空気ブレーキ装置は1953・54年にト3070形に対し装備されたが、他形式は引き通し管のみが設置された。ト3070形のうち3081~3084は1961年伊豆急行に貸し出され、うち3081・3082は1966年そのまま譲渡されト31・32となった。

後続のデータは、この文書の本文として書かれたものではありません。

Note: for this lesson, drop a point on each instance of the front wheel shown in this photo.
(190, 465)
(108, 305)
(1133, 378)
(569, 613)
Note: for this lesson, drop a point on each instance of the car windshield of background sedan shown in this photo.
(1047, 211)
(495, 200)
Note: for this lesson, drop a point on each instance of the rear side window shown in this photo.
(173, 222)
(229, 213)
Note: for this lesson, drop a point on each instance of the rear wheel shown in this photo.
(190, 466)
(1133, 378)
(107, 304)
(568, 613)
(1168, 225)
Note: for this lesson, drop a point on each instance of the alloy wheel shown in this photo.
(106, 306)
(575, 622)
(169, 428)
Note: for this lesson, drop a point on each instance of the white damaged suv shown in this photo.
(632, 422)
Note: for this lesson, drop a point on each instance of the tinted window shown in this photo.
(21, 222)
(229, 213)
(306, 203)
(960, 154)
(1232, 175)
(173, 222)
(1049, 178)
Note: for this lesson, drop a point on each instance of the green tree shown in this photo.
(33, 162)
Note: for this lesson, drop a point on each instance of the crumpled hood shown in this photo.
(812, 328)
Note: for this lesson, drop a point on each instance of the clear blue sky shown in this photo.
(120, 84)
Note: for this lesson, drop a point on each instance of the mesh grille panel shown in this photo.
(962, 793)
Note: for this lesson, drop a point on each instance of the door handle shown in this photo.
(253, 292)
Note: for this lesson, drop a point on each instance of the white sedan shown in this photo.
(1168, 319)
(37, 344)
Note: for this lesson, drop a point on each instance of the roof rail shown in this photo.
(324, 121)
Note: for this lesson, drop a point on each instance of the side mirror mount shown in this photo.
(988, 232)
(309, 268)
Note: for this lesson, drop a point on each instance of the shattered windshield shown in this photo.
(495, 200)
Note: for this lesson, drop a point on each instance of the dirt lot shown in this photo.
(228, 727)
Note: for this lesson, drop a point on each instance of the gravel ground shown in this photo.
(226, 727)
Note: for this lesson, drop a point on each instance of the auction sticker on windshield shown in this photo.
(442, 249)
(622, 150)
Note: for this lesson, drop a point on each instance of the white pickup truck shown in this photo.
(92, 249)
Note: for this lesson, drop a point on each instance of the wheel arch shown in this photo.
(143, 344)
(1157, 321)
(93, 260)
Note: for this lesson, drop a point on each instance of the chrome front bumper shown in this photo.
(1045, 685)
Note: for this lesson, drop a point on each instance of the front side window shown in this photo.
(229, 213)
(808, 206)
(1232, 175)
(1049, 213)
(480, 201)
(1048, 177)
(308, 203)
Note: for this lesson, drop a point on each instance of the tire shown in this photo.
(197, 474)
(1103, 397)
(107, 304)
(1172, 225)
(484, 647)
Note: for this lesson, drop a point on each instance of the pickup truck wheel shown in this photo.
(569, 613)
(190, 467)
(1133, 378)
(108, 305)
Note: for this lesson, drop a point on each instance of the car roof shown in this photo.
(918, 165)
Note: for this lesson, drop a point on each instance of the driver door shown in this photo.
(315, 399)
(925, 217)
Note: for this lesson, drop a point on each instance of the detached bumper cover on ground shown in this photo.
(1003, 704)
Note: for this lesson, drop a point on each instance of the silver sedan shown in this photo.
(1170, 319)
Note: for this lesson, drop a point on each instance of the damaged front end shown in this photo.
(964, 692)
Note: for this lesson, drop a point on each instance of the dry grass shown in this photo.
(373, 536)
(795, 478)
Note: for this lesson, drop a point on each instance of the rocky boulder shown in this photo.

無蓋車各形式は、目蒲・東横両電鉄の建設工事に使用され、開業後は多摩川から産出する川砂利の運搬として、川砂利の採掘禁止後は保線用としてバラストの運搬や、元住吉工場-碑文谷工場間などの部品・資材輸送や回送列車の緩急車代用として使用されたが、空気ブレーキを持たないト3050・3060形が1970年に廃車されたのを皮切りに、1976年までに全車廃車された。
[編集] チキ3095形
1951年、国鉄から鉄道院新橋工場1914年製の戦災木造客車マニ19706号の台枠・台車の払い下げを受け、レール輸送用の長物車としたもので、1両のみが存在した。東急初の20m車であり、かつ客車用3軸ボギー台車TR71を装備した、特異な貨車であった。8000系入線による限界拡張以前ではあったが、車体幅が2400mmで、限界抵触は無かったという。
チ3090形を前後に連結し、後年はホイストクレーンを装備して25mレール輸送に使用されたが、次第に使用機会が減り、専ら新丸子駅の側線に留置されていた。ト3070・チ3090形の残存車と共に1976年廃車された。